Das in Wyoming gefundene Skelett einer 56 Millionen Jahre alten Plesiadapiform liefert nach Ansicht der Forscher weitere Beweise für dieses Szenario. Ein Großteil der frühen Primaten- und plesiadapiformen Fossilienbestände besteht aus Zähnen, doch im Jahr 2002 berichteten Wissenschaftler über die Entdeckung des Schädels, der Hände und Füße von Carpolestes simpsoni . Die Knochen offenbaren, dass die Art ein guter Greifer war, mit einem gegnerischen großen Zeh und Nägeln anstelle von Krallen. Und die Zähne zeigen an, dass die Kreatur Früchte aß. Aber im Gegensatz zu lebenden Primaten hatte C. simpsoni keine nach vorne gerichteten Augen, was darauf hindeutet, dass es keine gute Tiefenwahrnehmung hatte. Dies ist eine wichtige Erkenntnis, sagen Sussman und Kollegen. Wenn Primaten ihre charakteristischen Merkmale entwickelten, weil sie visuelle Raubtiere waren, dann würde man erwarten, dass sich ein gutes Sehvermögen zusammen mit einem guten Greifen entwickelt. Stattdessen deuten die Fossilien von C. simpsoni darauf hin, dass das Sehvermögen später verbessert wurde. Nach vorne gerichtete Augen haben sich möglicherweise später entwickelt, weil sie Primaten geholfen haben, durch die überfüllte, belaubte Umgebung des Waldhimmels zu sehen.
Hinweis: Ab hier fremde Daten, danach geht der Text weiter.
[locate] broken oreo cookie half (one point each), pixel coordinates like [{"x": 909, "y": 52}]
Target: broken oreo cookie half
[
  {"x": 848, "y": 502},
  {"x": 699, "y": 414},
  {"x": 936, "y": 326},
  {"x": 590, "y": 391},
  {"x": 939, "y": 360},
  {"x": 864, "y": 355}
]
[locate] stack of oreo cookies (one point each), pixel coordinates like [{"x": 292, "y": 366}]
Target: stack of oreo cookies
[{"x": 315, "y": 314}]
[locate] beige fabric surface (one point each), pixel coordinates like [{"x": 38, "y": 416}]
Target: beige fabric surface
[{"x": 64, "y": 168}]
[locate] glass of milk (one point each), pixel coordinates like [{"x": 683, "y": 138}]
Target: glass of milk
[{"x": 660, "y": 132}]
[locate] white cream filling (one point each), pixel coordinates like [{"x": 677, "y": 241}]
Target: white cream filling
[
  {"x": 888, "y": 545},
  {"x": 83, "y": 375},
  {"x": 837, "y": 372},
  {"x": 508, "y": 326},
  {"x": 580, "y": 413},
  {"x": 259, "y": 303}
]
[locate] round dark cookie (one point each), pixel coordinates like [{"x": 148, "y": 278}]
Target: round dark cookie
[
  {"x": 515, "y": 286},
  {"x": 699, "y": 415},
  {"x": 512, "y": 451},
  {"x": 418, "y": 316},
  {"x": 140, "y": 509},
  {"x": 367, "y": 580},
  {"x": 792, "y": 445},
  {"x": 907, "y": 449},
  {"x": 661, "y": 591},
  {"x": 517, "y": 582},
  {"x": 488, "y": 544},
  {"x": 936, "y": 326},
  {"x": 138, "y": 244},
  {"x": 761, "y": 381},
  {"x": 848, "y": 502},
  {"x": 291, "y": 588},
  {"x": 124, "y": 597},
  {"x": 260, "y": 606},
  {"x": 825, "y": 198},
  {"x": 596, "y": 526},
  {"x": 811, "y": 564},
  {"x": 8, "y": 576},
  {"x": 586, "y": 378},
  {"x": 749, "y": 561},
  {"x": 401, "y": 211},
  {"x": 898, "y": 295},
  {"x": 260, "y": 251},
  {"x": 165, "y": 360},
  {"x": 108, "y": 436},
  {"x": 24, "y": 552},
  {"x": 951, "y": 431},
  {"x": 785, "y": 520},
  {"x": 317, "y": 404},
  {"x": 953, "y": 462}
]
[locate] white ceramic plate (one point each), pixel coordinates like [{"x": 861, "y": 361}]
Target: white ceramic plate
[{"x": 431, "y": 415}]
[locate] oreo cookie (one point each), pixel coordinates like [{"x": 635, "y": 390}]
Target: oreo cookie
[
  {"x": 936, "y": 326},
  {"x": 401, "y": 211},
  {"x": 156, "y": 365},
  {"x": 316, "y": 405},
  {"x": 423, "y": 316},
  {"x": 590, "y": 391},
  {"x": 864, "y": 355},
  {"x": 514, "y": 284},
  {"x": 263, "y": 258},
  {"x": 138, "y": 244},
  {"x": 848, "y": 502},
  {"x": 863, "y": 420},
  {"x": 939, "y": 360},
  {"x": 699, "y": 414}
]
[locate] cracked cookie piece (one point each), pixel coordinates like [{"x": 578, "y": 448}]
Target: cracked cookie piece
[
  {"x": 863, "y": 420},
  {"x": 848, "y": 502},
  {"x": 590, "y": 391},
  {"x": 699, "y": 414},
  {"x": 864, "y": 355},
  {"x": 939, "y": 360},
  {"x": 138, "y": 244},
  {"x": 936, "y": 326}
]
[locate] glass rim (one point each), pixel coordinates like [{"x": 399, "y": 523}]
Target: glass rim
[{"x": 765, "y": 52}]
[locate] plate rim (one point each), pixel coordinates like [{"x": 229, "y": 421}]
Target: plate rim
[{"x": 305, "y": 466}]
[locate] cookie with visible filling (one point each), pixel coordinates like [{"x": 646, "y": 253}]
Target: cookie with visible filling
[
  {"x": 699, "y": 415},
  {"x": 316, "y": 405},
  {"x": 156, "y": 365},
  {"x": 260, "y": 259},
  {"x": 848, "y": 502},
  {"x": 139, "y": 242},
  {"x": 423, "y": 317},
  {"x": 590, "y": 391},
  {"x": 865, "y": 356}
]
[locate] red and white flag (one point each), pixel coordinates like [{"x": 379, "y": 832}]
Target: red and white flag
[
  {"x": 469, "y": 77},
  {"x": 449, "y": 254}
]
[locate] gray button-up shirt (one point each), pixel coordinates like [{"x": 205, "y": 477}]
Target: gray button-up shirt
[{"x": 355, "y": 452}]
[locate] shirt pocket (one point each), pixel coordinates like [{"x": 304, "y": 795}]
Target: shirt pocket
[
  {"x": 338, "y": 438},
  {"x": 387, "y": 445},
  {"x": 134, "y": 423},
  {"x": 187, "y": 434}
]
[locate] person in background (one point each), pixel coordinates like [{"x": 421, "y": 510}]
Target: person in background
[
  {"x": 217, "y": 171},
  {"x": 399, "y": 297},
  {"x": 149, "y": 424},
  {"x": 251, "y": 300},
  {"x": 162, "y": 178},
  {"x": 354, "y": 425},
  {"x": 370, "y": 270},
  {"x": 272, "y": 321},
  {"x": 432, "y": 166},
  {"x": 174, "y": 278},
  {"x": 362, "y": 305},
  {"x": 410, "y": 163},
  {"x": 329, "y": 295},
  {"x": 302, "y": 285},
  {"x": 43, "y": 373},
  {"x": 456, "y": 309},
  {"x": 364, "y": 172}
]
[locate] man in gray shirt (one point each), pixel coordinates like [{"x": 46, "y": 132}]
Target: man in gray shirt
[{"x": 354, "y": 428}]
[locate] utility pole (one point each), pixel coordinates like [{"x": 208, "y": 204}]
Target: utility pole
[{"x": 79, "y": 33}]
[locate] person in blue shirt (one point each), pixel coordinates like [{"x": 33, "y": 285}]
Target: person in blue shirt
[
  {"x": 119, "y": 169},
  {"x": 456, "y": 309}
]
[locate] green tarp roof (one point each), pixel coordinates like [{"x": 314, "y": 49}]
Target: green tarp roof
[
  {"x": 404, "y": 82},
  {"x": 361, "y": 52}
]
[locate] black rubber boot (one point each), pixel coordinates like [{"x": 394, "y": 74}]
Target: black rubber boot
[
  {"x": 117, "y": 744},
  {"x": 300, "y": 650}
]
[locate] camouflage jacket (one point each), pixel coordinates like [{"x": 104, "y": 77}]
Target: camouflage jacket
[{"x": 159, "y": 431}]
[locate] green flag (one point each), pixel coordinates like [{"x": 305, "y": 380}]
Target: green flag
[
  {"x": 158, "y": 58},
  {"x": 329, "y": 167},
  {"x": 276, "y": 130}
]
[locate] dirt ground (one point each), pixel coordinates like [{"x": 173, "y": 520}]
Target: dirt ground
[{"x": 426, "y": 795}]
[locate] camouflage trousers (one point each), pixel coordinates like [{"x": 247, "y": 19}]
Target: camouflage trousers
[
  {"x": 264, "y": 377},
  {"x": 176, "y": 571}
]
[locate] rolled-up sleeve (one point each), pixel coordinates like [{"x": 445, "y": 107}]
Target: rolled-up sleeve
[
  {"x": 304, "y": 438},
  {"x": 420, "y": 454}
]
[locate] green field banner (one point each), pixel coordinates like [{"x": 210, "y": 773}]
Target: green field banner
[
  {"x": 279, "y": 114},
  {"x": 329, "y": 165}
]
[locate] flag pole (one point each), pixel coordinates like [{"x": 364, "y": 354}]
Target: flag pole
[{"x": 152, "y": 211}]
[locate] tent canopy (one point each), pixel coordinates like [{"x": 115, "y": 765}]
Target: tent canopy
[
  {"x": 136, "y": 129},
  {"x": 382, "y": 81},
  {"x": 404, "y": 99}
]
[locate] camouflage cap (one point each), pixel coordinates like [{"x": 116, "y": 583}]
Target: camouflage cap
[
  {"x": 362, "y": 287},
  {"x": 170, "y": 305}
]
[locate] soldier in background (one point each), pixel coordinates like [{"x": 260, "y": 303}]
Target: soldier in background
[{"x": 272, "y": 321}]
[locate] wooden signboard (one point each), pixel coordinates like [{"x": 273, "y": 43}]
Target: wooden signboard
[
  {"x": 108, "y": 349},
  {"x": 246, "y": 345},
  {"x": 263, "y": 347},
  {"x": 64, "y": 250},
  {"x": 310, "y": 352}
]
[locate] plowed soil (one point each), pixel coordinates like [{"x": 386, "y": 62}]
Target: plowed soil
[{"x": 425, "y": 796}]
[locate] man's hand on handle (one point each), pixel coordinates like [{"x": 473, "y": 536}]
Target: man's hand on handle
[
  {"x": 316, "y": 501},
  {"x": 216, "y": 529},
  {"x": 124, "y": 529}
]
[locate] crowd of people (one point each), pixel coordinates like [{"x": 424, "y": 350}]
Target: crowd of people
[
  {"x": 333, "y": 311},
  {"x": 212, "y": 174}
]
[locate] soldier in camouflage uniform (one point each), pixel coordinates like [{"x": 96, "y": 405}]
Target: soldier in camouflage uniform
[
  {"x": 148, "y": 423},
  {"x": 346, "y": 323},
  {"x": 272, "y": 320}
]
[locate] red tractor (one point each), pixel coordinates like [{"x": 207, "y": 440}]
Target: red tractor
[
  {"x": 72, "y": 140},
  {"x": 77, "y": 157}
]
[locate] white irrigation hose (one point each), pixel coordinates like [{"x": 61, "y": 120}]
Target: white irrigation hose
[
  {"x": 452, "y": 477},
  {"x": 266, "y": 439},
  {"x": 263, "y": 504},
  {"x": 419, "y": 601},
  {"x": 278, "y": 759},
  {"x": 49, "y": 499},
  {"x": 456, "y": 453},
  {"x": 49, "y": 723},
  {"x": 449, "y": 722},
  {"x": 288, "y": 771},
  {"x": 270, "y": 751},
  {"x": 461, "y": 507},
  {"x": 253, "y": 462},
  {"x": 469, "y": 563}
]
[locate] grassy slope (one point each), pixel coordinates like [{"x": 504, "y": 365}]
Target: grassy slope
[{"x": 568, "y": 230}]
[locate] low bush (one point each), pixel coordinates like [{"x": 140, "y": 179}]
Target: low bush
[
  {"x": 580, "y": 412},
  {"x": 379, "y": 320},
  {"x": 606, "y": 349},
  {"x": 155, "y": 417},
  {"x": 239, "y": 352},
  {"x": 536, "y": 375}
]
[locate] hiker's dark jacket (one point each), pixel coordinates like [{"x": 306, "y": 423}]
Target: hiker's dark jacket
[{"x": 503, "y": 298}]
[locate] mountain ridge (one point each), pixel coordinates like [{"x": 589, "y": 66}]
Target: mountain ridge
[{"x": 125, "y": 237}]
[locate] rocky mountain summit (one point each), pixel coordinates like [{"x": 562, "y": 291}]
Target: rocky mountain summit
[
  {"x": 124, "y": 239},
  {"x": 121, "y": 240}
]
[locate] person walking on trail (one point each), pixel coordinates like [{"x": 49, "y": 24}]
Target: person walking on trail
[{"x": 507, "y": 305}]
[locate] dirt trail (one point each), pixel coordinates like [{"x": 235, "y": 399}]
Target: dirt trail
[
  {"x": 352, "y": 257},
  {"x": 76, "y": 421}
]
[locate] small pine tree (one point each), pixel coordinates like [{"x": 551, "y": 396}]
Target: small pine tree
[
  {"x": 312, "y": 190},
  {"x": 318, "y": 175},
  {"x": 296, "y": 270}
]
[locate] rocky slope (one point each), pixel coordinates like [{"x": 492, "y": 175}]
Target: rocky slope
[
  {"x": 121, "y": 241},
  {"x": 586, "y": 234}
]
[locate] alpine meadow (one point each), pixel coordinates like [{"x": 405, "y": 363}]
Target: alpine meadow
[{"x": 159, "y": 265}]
Die Argumente des Teams beruhen stark auf Beweisen von plesiadapiforms. In der Vergangenheit haben Anthropologen über plesiadapiforme Verbindungen zu Primaten diskutiert. Nach Ansicht von Sussman und Kollegen deuten die Fossilien jedoch darauf hin, dass die beiden Gruppen einen gemeinsamen Vorfahren haben, und daher dienen die bei Plesiadapiformen beobachteten Entwicklungstrends als guter Leitfaden für das, was bei Primaten passierte.